By Kanishka Singh
WASHINGTON (Reuters) – A social media influencer who once had 58,000 Twitter followers was convicted by a federal jury of election interference in the 2016 U.S. presidential race over a voter suppression scheme, the Justice Department said late on Friday.
Douglass Mackey, also known as “Ricky Vaughn,” was convicted of the charge of conspiracy against rights stemming from his scheme to deprive individuals of their constitutional right to vote, the Justice Department said in a statement. Mackey faces a maximum of 10 years in prison.
In 2016, Mackey, 33, established an audience on Twitter with 58,000 followers. A February 2016 analysis by the MIT Media Lab ranked Mackey as the 107th most important influencer of the then-upcoming presidential election in which Republican former President Donald Trump defeated Democrat former Secretary of State Hillary Clinton.

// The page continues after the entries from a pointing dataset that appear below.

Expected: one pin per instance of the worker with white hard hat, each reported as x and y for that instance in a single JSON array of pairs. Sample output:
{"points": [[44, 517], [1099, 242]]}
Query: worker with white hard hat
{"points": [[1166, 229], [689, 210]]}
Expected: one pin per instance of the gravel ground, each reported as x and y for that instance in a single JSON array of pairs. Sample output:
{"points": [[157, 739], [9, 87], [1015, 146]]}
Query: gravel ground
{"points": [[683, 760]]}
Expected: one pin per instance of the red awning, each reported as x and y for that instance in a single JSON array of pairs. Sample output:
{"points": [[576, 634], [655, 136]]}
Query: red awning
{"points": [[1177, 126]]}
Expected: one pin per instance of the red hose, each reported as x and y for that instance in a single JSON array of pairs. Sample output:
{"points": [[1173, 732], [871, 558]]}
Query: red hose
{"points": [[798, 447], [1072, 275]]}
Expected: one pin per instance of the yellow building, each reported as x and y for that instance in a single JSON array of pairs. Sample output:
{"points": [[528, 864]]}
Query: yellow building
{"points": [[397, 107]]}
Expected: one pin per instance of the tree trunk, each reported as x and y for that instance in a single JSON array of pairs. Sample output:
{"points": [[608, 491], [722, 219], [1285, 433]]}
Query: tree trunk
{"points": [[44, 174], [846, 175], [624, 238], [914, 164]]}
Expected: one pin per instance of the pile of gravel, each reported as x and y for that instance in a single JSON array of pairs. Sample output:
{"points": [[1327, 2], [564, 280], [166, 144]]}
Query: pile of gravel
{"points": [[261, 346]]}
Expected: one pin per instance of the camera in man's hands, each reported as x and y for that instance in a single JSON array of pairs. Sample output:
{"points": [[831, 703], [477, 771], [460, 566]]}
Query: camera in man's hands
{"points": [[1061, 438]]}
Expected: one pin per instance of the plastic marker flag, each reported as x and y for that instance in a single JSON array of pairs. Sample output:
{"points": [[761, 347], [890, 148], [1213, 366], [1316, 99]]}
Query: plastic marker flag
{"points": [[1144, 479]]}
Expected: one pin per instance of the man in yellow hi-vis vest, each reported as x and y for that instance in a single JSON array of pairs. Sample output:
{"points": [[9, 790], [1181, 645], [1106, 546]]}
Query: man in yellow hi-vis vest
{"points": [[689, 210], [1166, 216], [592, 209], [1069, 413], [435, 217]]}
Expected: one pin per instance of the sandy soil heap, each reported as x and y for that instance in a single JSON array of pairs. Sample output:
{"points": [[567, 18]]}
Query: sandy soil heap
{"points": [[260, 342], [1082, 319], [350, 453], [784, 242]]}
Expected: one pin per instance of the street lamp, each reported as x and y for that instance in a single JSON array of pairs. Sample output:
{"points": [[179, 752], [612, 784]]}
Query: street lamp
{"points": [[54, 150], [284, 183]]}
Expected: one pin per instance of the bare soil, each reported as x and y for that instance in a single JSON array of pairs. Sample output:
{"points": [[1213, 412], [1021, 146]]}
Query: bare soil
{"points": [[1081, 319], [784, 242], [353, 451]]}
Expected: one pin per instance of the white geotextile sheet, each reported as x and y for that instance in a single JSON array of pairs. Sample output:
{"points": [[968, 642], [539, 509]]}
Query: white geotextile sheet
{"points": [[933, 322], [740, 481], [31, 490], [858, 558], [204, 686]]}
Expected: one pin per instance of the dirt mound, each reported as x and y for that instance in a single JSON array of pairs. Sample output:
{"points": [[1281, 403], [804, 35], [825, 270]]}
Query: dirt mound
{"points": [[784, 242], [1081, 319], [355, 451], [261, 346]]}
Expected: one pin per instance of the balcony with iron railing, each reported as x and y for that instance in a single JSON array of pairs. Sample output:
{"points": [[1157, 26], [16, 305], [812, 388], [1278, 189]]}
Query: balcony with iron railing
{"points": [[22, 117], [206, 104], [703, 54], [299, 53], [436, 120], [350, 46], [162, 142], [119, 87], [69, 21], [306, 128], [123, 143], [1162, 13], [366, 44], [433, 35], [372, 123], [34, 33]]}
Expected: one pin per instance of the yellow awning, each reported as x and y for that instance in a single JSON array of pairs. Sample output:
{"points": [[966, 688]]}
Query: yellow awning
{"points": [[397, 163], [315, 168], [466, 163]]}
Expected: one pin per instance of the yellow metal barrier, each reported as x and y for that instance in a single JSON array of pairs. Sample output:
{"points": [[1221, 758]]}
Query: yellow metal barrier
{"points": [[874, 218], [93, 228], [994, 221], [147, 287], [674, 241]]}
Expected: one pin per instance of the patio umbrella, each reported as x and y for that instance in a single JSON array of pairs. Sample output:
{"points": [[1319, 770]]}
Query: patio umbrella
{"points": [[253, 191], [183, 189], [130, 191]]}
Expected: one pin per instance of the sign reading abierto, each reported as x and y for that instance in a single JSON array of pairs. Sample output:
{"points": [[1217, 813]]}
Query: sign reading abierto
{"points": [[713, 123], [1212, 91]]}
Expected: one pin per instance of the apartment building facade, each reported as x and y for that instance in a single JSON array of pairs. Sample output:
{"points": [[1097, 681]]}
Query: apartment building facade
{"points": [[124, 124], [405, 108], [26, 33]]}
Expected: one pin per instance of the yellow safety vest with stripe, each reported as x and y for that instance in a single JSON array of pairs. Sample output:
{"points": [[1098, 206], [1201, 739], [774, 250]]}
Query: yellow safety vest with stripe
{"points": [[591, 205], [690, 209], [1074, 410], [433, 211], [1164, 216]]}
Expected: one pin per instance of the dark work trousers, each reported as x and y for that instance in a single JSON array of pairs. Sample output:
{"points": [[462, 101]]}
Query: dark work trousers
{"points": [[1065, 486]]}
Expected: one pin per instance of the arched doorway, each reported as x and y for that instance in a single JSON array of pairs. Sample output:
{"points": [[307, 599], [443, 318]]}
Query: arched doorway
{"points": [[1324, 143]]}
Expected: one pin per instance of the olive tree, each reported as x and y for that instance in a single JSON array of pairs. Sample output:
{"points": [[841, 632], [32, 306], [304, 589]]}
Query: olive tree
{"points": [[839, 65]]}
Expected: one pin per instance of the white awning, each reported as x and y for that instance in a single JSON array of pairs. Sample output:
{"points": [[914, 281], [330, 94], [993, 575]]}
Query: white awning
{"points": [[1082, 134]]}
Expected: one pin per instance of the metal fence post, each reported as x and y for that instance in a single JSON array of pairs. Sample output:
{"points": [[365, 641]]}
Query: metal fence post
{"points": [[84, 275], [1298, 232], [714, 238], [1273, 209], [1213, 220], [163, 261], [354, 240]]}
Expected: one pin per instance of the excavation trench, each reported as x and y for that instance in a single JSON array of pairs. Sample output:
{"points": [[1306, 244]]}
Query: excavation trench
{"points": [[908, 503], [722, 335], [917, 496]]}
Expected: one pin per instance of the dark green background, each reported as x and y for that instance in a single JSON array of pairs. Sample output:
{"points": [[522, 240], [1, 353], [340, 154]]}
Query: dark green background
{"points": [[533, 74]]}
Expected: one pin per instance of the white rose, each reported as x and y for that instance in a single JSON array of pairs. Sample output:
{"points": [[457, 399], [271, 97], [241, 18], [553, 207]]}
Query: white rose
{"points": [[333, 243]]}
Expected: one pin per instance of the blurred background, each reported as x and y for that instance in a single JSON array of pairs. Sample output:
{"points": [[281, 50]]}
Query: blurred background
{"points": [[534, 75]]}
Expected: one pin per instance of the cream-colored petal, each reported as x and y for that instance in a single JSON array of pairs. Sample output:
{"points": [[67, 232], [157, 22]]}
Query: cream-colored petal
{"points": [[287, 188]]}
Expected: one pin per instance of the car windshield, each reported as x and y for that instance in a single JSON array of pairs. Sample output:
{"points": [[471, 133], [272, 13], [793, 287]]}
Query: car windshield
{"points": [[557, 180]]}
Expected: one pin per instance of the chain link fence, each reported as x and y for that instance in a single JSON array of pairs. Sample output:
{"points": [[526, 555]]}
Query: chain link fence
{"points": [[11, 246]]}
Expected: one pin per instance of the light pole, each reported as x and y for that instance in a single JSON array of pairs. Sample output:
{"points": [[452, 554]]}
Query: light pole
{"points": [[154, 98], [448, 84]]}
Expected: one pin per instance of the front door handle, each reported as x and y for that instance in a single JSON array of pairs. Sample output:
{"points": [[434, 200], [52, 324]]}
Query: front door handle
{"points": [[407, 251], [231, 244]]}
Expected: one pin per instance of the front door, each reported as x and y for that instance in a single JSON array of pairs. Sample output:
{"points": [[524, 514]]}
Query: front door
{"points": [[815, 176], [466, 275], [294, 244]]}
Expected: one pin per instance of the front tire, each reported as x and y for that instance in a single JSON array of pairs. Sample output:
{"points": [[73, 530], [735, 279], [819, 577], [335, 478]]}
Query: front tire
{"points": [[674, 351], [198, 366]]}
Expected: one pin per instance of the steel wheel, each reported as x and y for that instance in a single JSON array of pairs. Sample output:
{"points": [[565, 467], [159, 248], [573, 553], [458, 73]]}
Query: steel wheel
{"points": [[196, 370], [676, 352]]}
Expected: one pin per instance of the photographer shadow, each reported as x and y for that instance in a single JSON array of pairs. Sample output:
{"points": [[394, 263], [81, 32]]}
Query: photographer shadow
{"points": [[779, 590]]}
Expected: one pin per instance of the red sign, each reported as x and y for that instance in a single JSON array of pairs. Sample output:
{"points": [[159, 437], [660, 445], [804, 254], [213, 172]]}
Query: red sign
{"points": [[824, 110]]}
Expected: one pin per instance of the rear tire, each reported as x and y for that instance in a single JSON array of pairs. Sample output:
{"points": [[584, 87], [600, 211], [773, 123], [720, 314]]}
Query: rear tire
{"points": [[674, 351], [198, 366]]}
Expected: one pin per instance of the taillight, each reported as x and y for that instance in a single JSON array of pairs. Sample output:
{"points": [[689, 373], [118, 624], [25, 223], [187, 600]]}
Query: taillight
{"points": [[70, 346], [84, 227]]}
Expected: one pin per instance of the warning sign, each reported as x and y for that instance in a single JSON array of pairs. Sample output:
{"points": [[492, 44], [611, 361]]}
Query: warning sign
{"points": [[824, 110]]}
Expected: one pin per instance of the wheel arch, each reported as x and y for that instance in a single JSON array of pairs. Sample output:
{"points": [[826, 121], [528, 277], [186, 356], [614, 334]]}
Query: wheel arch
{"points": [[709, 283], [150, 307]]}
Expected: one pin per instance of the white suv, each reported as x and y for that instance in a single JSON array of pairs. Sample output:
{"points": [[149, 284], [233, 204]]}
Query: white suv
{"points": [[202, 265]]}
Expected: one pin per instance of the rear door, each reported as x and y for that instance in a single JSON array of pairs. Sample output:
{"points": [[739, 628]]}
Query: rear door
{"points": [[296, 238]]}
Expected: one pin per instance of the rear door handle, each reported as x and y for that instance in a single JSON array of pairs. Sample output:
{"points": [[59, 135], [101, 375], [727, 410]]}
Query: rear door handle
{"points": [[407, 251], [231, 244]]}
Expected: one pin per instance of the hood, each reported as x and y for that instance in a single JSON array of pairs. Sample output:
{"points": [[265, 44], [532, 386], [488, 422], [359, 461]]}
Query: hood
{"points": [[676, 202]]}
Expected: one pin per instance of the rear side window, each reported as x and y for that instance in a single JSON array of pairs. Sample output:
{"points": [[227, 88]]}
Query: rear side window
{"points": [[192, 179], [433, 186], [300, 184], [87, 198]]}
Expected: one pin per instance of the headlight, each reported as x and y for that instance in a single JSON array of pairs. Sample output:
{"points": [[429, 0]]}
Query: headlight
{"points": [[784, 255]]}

Mackey, a Trump supporter, had been charged in 2021 by federal prosecutors in Brooklyn, who said he conspired with others to disseminate disinformation on social media and urged people to cast their ballots through invalid means such as text messages.
In one tweet for example, he had featured a picture of an African American woman standing in front of a sign for an unnamed candidate. Next to the image, it said: “Avoid the line. Vote from home.”
“Today’s verdict proves that the defendant’s fraudulent actions crossed a line into criminality and flatly rejects his cynical attempt to use the constitutional right of free speech as a shield for his scheme to subvert the ballot box and suppress the vote,” United States Attorney Breon Peace said.
Mackey’s lawyer, Andrew Frisch, suggested his client would appeal.
“This case presents an unusual array of appellate issues that are exceptionally strong,” Frisch was quoted as saying by the New York Times, adding: “I’m confident about the way forward.”
According to the Southern Poverty Law Center, a civil rights organization, Vaughn has in the past openly supported hate groups.